Sarkissian, avec Kathy Gilsinan, auteure et rédactrice en chef à Magazine POLITICOa récemment publié une analyse approfondie des attitudes des gens à l’égard de la politique et de l’avortement.

Gilsinan s’est spécifiquement entretenu avec des habitants de Hialeah.

“Le comté de Miami-Dade compte le plus grand nombre de cliniques d’avortement de l’État.” C’est 14. Et puis Hialeah, qui est une enclave républicaine dans le comté de Miami-Dade, possède à elle seule cinq cliniques d’avortement. Et donc c’était juste une déconnexion vraiment intéressante que nous avons cherché à explorer”, a déclaré Gilsinan sur Sundial.

“Je pense qu’il est très facile pour les commentateurs politiques, les politiciens et les journalistes de penser à cela en termes de résumés et de combats”, a-t-elle poursuivi. “Mais vraiment, c’est une décision tellement individuelle, souvent atroce. Et, vous savez, une femme dont j’en ai parlé à l’extérieur d’une clinique d’avortement à Hialeah a dit:” Écoutez, peu importe que vous soyez démocrate ou républicain si vous n’avez pas les moyens d’avoir un enfant.””
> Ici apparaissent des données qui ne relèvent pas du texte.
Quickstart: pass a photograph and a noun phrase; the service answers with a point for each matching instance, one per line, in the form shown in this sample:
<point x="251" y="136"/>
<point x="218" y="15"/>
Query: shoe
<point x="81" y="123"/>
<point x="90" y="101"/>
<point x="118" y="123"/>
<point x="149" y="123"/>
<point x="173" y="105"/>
Le sud de la Floride brosse un tableau clair de ce qui se passe dans l’État – le décalage entre ce que les gens pensent de l’avortement et ce qu’ils choisissent de faire à ce sujet.

Le paradoxe de l’avortement en Floride

Un militant des droits pro-avortement (au centre) manifeste au milieu de la lutte contre l'avortement alors qu'ils manifestent devant la Cour suprême lors de la marche pour la vie à Washington, DC, en janvier 2017. Au moins la moitié de tous les États-Unis ont imposé restrictions à l'avortement dans les décennies qui ont suivi Roe v.  Wade, la décision de la Cour suprême de 1973 reconnaissant le droit d'une femme à l'avortement, selon l'Institut Guttmacher.  (Jim Watson/AFP/Getty Images)

La médecine dans l’espace

Dans l’espace extra-atmosphérique, les corps humains réagissent très différemment que sur terre. Les douleurs, les maladies, les blessures et la façon dont elles sont traitées seront très différentes.

« Fondamentalement, tout et n’importe quoi qui peut mal tourner va mal dans l’espace pour le corps humain », a déclaré Shilpi Ganguly, étudiant à l’université. École de médecine Miller de l’Université de Miami qui fait de la médecine spatiale.

Elle est récemment devenue l’une des premières étudiantes en médecine du pays à effectuer une rotation en médecine spatiale avec SpaceX, où elle a contribué au lancement d’un équipage entièrement civil dans l’espace.

Une grande partie des médicaments que nous prenons ici sur le terrain peuvent ne pas fonctionner de la même manière, ou pas du tout, en apesanteur et dans d’autres environnements hostiles.

Ganguly n’est pas allée dans l’espace, mais elle a de l’expérience dans la pratique de la médecine dans des environnements extrêmes.

“Je suis un grand alpiniste. J’adore escalader des montagnes. J’essaie de me frayer un chemin à travers les sept sommets », a-t-elle déclaré. “L’espace est probablement l’environnement le plus extrême et le plus austère… toutes les leçons que nous apprenons ici sur Terre dans le désert s’appliquent très bien à la réticence spatiale.”

Elle a rejoint Sundial pour discuter de sa passion pour la médecine spatiale, comment cela a commencé avec une planète portant son nom et un site Web gratuit série de conférences sur l’enseignement de la médecine en milieu sauvage.

Une vue de la Terre vue par EPIC, la caméra d'imagerie polychromatique de la Terre.